Neighbors

Last Working Harbor

As its name suggests, Bass Harbor is one of those villages that is all about the meeting of sea and shore.

  

“When I retire, I want to
sit down here and tie up boats.”

—Carlton Johnson

  

Among other things, it’s one of the last predominantly working harbors on Mount Desert Island’s increasingly rarefied waterfront.

The snug inner harbor is still home to a busy fishing fleet through the entire year. And while there are more yachts creeping into the moored fleet, they remain the exception to the rule.

That could have changed substantially in 1999 when Carlton Johnson bought the boatyard on the Bernard side of the harbor. Bobby Rich had built the cluster of buildings and piers near the head of navigable waters back in 1938. A couple of marine railways ran down like tongues from the mouths of boathouses, into the harbor.

Johnson said he recalled messing around the property when he was growing up down the road in Seal Cove.

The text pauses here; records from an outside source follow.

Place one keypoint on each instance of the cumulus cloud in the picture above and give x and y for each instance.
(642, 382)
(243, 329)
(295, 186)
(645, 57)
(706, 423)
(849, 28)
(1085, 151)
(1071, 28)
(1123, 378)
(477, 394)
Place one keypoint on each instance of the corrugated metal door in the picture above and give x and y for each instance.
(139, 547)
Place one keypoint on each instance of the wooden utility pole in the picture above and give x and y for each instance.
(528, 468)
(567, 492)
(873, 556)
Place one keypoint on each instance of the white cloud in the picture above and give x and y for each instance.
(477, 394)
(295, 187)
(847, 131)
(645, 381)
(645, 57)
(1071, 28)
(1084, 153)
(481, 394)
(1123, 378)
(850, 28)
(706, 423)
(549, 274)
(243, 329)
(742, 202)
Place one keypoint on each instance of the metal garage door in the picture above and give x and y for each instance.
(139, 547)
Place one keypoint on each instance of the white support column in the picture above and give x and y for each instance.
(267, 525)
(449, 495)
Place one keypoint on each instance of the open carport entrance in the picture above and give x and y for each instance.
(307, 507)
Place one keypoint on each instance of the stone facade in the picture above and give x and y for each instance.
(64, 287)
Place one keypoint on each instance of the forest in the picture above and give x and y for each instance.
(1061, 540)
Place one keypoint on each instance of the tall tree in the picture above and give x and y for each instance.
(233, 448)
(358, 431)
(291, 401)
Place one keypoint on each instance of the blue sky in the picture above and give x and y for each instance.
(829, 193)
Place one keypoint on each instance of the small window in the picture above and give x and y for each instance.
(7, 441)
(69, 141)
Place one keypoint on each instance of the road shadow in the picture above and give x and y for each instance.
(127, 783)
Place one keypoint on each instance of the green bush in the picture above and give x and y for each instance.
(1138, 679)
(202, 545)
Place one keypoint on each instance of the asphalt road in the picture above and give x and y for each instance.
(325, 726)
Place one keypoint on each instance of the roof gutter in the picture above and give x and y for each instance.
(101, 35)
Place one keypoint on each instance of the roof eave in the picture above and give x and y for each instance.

“I’d go down to the marina and get yelled at,” he recalled. But that didn’t cool his keen interest in boat building.

He went on to work at Bass Harbor Marine in the 1980s when that facility encompassed Up Harbor Marine and what is now Morris Yachts out by the Swan’s Island Ferry Terminal.

Johnson started his own boat building and repair company in Lamoine in the 1990s. But when the facilities in Bass Harbor came on the market in 1999, Johnson couldn’t help but bite. He split the operation with Morris Yachts leaving him with Up Harbor Marine.

“I was desperate to own that yard,” he said.

Since he bought the yard, Johnson has added wheelchair accessibility, replaced all the pilings, rebuilt the floats and added a holding tank pump out facility.

For all that, the place hasn’t changed much. It’s still sort of a community boatyard. Morris Yachts reserves space on a couple of floats. Jimmy Rich has a few spots there for boats that he can’t moor in the exposed waters off his yard in Duck Cove. There are some yachts that stay at the Up Harbor floats through the summer and there are workboats that spend the whole year there, unloading their catch at the neighboring town pier.

“I bought the place because I think it’s the coolest, funkiest place I’ve ever seen,” he said. “And because when I retire, I want to sit down here and tie up boats.”